Hi I have a CSV File where the encapsulator character is not escaped properly.
Example
[email protected],"uhrege gerjhhg er<span style="background-color: rgb(0,153,0);">eriueiru kernger</span><font color="#009900"><span style="background-color: rgb(255,255,255);"> weiufhuweifbw fhew fibwefbw</span></font><div><font color="#009900"><span style="background-color: rgb(255,255,255);">wekifbwe fewf</span></font></div><div><font color="#009900"><span style="background-color: rgb(255,255,255);">weiuifgewbfjew f</span></font></div>",18-Oct-2016,
Delimiter -> ,
Encapsulator -> "
It breaks when I try to read using commons-csv reader ,
throws a ' invalid char between encapsulated token and delimiter
' Exception .
However Microsoft excel seems to open the file perfectly. Any ideas on how to procced ? .

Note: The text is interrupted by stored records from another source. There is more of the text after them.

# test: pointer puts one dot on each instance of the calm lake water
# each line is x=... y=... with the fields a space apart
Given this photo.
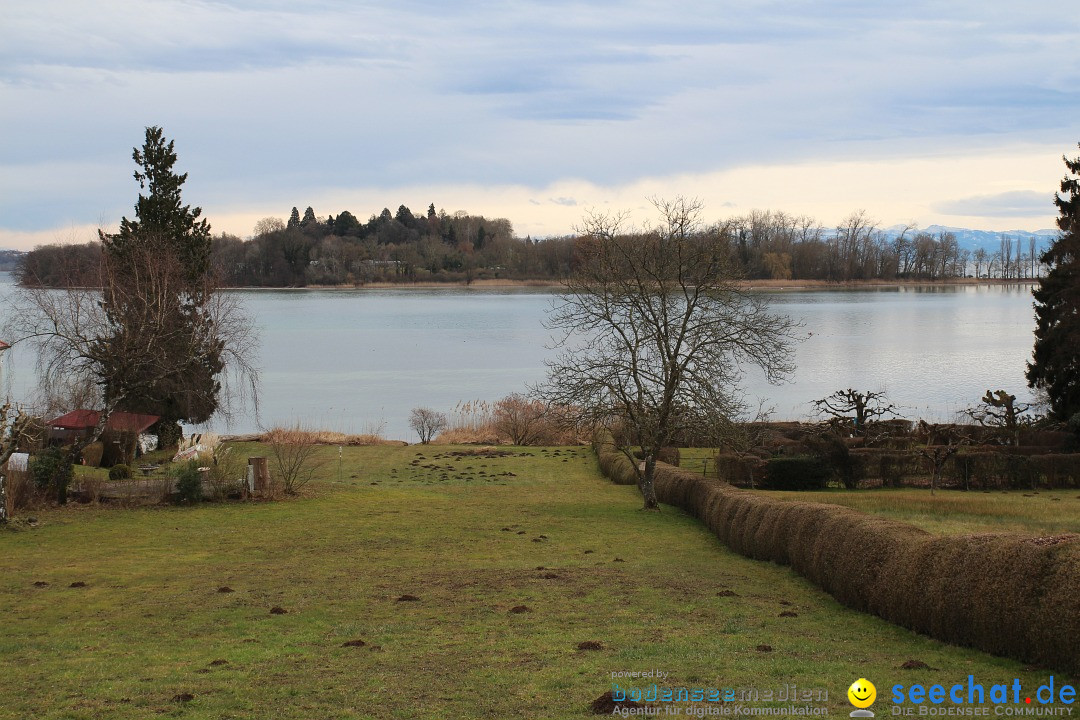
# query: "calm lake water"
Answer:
x=358 y=360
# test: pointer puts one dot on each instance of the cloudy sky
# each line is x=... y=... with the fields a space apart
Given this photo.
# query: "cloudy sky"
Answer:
x=954 y=112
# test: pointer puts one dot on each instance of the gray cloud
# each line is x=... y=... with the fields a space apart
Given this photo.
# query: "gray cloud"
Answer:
x=1015 y=203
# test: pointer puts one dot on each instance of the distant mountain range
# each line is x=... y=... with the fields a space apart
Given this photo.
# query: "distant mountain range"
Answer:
x=988 y=240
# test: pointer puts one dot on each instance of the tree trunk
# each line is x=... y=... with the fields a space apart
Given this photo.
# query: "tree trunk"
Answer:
x=648 y=492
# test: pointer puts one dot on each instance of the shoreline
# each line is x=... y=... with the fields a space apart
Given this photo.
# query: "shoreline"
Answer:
x=746 y=284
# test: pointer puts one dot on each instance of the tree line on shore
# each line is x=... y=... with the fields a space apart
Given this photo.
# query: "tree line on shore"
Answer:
x=437 y=246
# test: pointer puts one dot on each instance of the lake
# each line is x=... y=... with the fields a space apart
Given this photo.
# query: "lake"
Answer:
x=356 y=360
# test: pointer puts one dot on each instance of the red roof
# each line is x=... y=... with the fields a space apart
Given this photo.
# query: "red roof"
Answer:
x=88 y=420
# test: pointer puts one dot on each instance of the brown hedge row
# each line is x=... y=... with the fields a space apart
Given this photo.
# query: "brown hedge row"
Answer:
x=1004 y=594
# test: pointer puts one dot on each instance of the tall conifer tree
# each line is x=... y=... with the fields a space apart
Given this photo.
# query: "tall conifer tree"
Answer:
x=1055 y=361
x=181 y=240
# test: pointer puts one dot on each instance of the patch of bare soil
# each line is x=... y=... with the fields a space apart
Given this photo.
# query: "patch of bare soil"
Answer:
x=606 y=704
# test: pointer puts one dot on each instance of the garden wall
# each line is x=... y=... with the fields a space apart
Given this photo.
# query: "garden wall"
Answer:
x=1006 y=594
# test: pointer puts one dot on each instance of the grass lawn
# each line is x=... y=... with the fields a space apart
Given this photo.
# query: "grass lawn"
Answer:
x=472 y=538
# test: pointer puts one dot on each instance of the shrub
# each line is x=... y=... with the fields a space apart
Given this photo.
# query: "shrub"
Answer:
x=744 y=471
x=427 y=423
x=521 y=419
x=891 y=469
x=52 y=472
x=120 y=473
x=92 y=454
x=295 y=457
x=961 y=589
x=796 y=474
x=670 y=456
x=188 y=483
x=227 y=473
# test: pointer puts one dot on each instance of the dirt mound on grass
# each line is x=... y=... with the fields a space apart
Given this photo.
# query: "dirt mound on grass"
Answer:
x=606 y=704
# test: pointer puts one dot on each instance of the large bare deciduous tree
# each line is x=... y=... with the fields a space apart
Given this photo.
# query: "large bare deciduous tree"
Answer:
x=656 y=330
x=80 y=339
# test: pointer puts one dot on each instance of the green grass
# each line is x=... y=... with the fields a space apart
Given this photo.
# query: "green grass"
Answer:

How does one parse CSV files where the encapsulator is not escaped properly ?.Excel seems to open such files fine.
If you can't fix this at the source (i.e. generate a well-formed csv), and you want to parse this yourself, you could go the easy way:
Scan field1 up to
,"
- field2 up to",
- rest is field3 (trailing comma?).Of course if a
",
occurs in the html field, there's a problem. You could solve that by first scanning up to,"
, and then backwards (starting at the end of the line) to",
.If there are more fields than you show here, you could look for a
,
combined with a"
(both combinations, could also be","
) and hope those do not appear in the field data.